Membaca dan Menulis: Bisa dikatakan bahwa perbedaan utama antara sekadar membaca Alkitab dan mempelajarinya terletak pada satu tindakan penting: menulis. Menulis membantu kita memperlambat pikiran, merenungkan Firman Allah, dan memprosesnya pada kecepatan di mana pengamatan, penafsiran, penerapan, dan komitmen dapat terjadi. Menulis juga membantu pikiran kita yang awalnya tercerai-berai menjadi teratur dan turun ke dalam hati-dari kepala, ke pena, lalu ke dalam kehidupan kita. Kita juga lebih mudah mengingat sesuatu yang kita tulis (lihat Mazmur 119:15-16). Jika Anda tidak dapat menulis, cobalah membaca Alkitab dengan suara keras (atau mendengarkannya), lalu ubah pikiran Anda menjadi doa kepada Allah.
Berbagi: Ceritakan kepada seseorang apa yang telah Anda pelajari. Ini akan memperkuat pemahaman Anda dan menguatkan orang lain.
Pilihlah satu kitab pendek dalam Alkitab untuk memulai (misalnya Yunus, Markus, Filipi, atau 1 Yohanes), dan pelajari secara perlahan.

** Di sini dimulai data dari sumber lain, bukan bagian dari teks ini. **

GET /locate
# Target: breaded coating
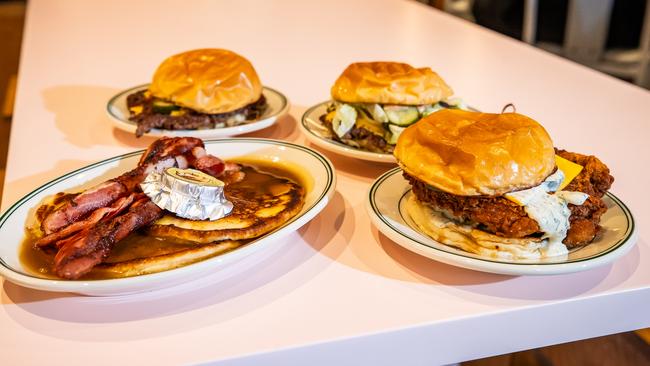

Berikut adalah metode sederhana yang dapat Anda terapkan pada satu ayat, satu bagian, atau seluruh pasal:
1. Berdoalah agar Roh Kudus membimbing pikiran Anda dan melunakkan hati saat Anda membaca.
2. Pilihlah satu ayat atau bagian Alkitab.
3. Tuliskan ayat tersebut dalam jurnal, atau bagian-bagian yang penting saat Anda membacanya.
4. Bacalah ulang dengan doa, lalu garis bawahi gagasan-gagasan utama.
5. Tuliskan apa arti gagasan-gagasan tersebut bagi Anda.
6. Doakan gagasan-gagasan itu dan bagaimana hal itu memengaruhi hubungan Anda dengan Allah.
7. Pertimbangkan kepada siapa Anda bisa membagikan pelajaran ini hari ini.
"Kapan pun umat Allah bertumbuh dalam kasih karunia, mereka akan terus-menerus memperoleh pemahaman yang lebih jelas tentang firman-Nya. Mereka akan melihat cahaya dan keindahan baru dalam kebenaran-Nya yang kudus. Hal ini telah terjadi sepanjang sejarah gereja, dan akan terus berlanjut sampai akhir zaman"-Ellen G. White, Counsels to Writers and Editors, hlm. 38, 39.
Dalam hal apakah Anda pernah mengalami kebenaran dari kutipan di atas dalam hidup Anda? Lihat juga Mazmur 119: 105.